A: As a country we’re willing to project our anxiety and our fears at the place where we meet the rest of the world and it happens to be where we are. It’s not a new thing. There is culpability on the border. I point the finger at myself. Why have we not been better at standing up for ourselves, not just in our own communities, but in D.C.? One of the reasons I decided to run (for Senate)was Donald Trump winning the presidency and this idea that we will build a wall or make people afraid of the border, of Mexico, of Mexican immigrants.

It’s important for me not just stopping the wall but providing alternatives, whether different security technology, whether having our immigration laws actually reflect our interest in labor demands, family reunification, or just that immigration is a really good problem for us to have.

Q: Will a wall violate our 1944 Water Treaty with Mexico?

A: One of my next phone calls will be to Ed Drusina, of the International Boundary and Water Commission, because if we are a rule of law people then to make sure that we honor that in addition to honoring our local stakeholders, like the mayor of Pharr.

Q: You are running a different campaign than most, taking no PAC money, but this trip you met with Alonso Cantu on his ranch. Have you changed your strategy following not such a stellar performance here in the primary elections?

A: Not in any conscious way. Those primary election numbers reflect a 254-county strategy. It would be one thing to spend all the time in Blue Texas, including the Valley, but we’ve also been to the most Republican counties because it’s important to know those people. I think of the Valley like El Paso, in the camp of those who have been taken for granted: You are reliably blue, we know which way you are going to vote. Focusing on both —those who have been taken for granted and those who have never been listened to or heard — that’s the only way to do this. A lot of people still don’t know who I am. Only by continuing to show up, going door to door, that’s the way. I want the people of the Valley to drive the way we campaign.

Q: A recent Quinnipac University poll found you just three percentage points behind Cruz.

A: It reflects that this is possible, which a lot of people would not allow themselves to believe until recently.

Q: You said it’s time for the border to stand up and three border counties recently did.
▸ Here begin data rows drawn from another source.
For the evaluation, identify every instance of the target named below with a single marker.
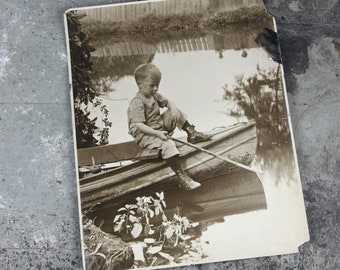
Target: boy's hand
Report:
(174, 111)
(163, 135)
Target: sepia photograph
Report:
(183, 140)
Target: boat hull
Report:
(237, 142)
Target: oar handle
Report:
(216, 155)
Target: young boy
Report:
(150, 128)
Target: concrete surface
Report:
(38, 207)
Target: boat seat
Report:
(146, 154)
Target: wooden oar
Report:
(216, 155)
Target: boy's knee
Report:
(169, 149)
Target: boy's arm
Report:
(150, 131)
(173, 110)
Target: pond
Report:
(238, 213)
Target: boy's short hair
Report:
(146, 70)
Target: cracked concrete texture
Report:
(38, 209)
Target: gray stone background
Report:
(39, 226)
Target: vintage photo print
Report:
(183, 141)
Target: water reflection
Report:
(221, 196)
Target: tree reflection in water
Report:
(261, 97)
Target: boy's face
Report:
(149, 86)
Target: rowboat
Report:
(236, 142)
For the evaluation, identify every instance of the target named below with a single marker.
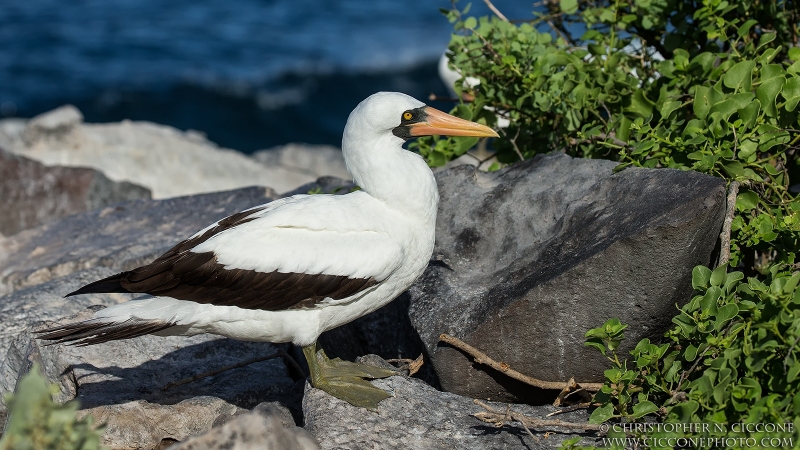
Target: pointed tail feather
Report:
(96, 331)
(110, 284)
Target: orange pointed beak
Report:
(442, 124)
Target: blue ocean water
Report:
(251, 74)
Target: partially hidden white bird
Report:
(288, 270)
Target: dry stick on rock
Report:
(725, 235)
(499, 418)
(570, 409)
(481, 358)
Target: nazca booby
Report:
(288, 270)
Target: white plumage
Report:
(293, 268)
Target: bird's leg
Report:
(344, 379)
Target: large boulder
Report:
(167, 161)
(546, 249)
(418, 417)
(267, 427)
(33, 193)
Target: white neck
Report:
(386, 171)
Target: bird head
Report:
(407, 118)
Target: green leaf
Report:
(746, 200)
(684, 412)
(739, 77)
(726, 313)
(639, 104)
(749, 114)
(768, 92)
(569, 6)
(700, 277)
(717, 277)
(602, 414)
(668, 107)
(642, 409)
(745, 28)
(791, 92)
(704, 98)
(793, 371)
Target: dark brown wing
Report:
(184, 275)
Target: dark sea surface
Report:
(250, 74)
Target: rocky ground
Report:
(527, 259)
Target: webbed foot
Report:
(346, 380)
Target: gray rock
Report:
(33, 193)
(420, 417)
(28, 308)
(324, 185)
(266, 428)
(122, 383)
(167, 161)
(549, 248)
(313, 160)
(59, 121)
(119, 237)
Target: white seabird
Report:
(288, 270)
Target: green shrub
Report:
(36, 422)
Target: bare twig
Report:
(498, 418)
(495, 11)
(725, 235)
(570, 409)
(514, 143)
(223, 369)
(482, 358)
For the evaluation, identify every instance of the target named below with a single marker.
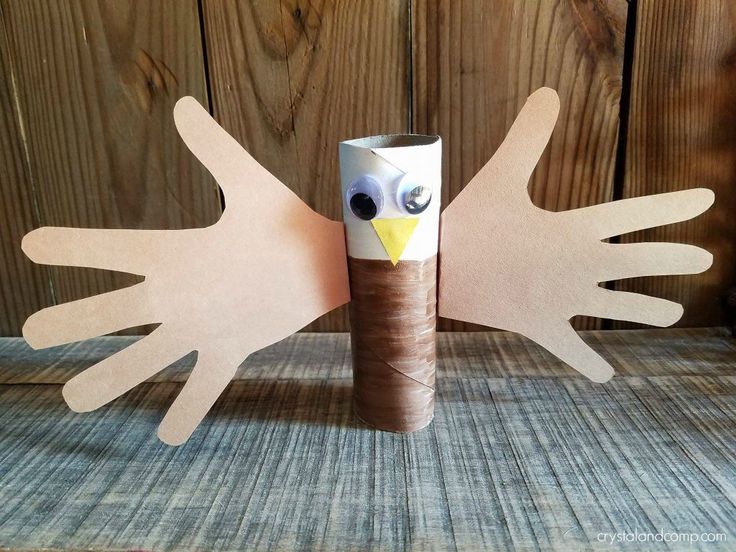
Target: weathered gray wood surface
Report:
(523, 453)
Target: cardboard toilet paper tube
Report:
(393, 320)
(391, 196)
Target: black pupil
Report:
(363, 206)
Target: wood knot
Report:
(146, 78)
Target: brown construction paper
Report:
(267, 268)
(508, 264)
(271, 265)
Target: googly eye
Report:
(365, 198)
(413, 198)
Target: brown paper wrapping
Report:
(393, 336)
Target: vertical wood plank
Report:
(96, 85)
(475, 63)
(682, 134)
(292, 78)
(24, 287)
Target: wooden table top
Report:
(523, 453)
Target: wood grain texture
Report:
(520, 456)
(291, 79)
(24, 287)
(682, 134)
(474, 64)
(96, 83)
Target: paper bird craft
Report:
(271, 265)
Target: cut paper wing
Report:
(267, 268)
(508, 264)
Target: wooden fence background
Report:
(87, 89)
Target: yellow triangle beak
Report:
(395, 234)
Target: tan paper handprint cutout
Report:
(267, 268)
(271, 265)
(508, 264)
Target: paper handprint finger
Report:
(632, 307)
(517, 157)
(632, 260)
(115, 375)
(122, 250)
(638, 213)
(208, 380)
(232, 166)
(560, 339)
(98, 315)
Hidalgo, Cameron and El Paso counties last week filed suit against the Commerce Department to stop a citizenship question from being asked on the 2020 census.

A: I’m so proud of the border. We have always taken so much. I grew up on the border and it gets in your head and you kind of apologize. We are amazing and awesome. We are beautiful. We should be leading the country right now. I feel that in every one of these town halls: The border communities standing up for itself, taking the lead for the country. That’s cool. Never something I felt before and I feel it in a big way right now. Bravo.